Yes, I think that's what I want to do. But how do I do it?

Yes, I'm aware of those. Endianess is not a problem in my use-case.

Since you're already using unsafe you can just allocate a Vec with the right capacity and then memcpy (i.e. copy_nonoverlapping) the bytes into it. Rust Playground

Alternatively you can use bytemuck to avoid any unsafe Rust Playground
Looking at the assembly you'll see that the loop is mostly optimized into a memcpy call.

2 Likes

Yeah, thanks, I was looking for something like memcpy.

So these were the functions/methods which I was missing:

And from your example, I also learned pointer.cast (or mutpointer.cast), which is probably better than using as.

Also, you are right I need an assertion on bytes.len() % 4 == 0 if the overall function is not unsafe.

I will probably use copy_nonoverlapping then. Thanks a lot!

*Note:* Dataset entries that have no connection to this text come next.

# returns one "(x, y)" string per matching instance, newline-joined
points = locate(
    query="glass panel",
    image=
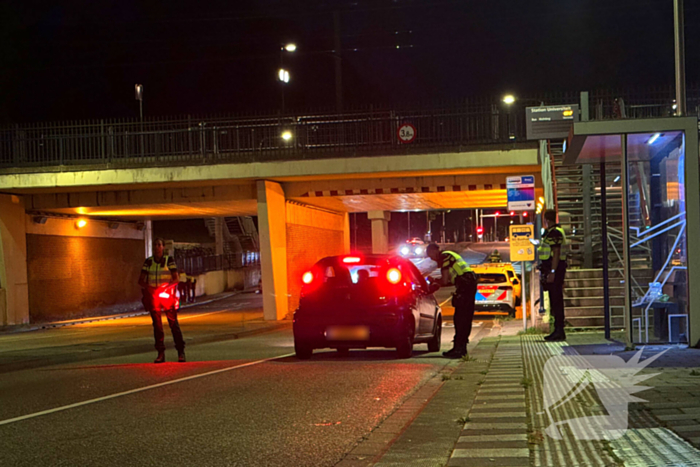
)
(657, 237)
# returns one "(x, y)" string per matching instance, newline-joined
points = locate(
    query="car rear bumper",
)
(319, 335)
(498, 306)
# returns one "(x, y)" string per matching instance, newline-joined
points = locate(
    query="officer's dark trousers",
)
(556, 297)
(158, 333)
(463, 301)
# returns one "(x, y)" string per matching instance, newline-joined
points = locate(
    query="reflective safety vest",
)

Another consideration here is re-interpreting a &[u8] as a &[u32]. That is legal and fine to do so long as your &[u8] is aligned to at least a 4-byte boundary. So for example, something like this should work:

use core::mem::{align_of, size_of};

fn serialize(raw: &[u32]) -> &[u8] {
    unsafe {
        core::slice::from_raw_parts(raw.as_ptr().cast(), raw.len() * size_of::<u32>())
    }
}

fn deserialize(raw: &[u8]) -> &[u32] {
    assert_eq!(0, (raw.as_ptr() as usize) % align_of::<u32>());
    unsafe {
        core::slice::from_raw_parts(raw.as_ptr().cast(), raw.len() / size_of::<u32>())
    }
}

fn main() {
    let nums = &[899999, 23432, 325893205];
    assert_eq!(nums, deserialize(serialize(nums)));
}

Now, if you can't require your caller to deal with alignment like this, then this approach is out the window. At that point, you can do what you're doing (copy into a buffer with copy_nonoverlapping), or, if you control the wire format, you can use padding bytes to get your desired alignment.

1 Like

I can't require my caller to deal with alignment. It might be correct in most of the cases, but there's no guarantee (reading stored data from LMDB). But I could check if alignment is right and then return a Cow::Borrowed. But I doubt introducing Cow would make things better. I will just go with @SkiFire13's first solution.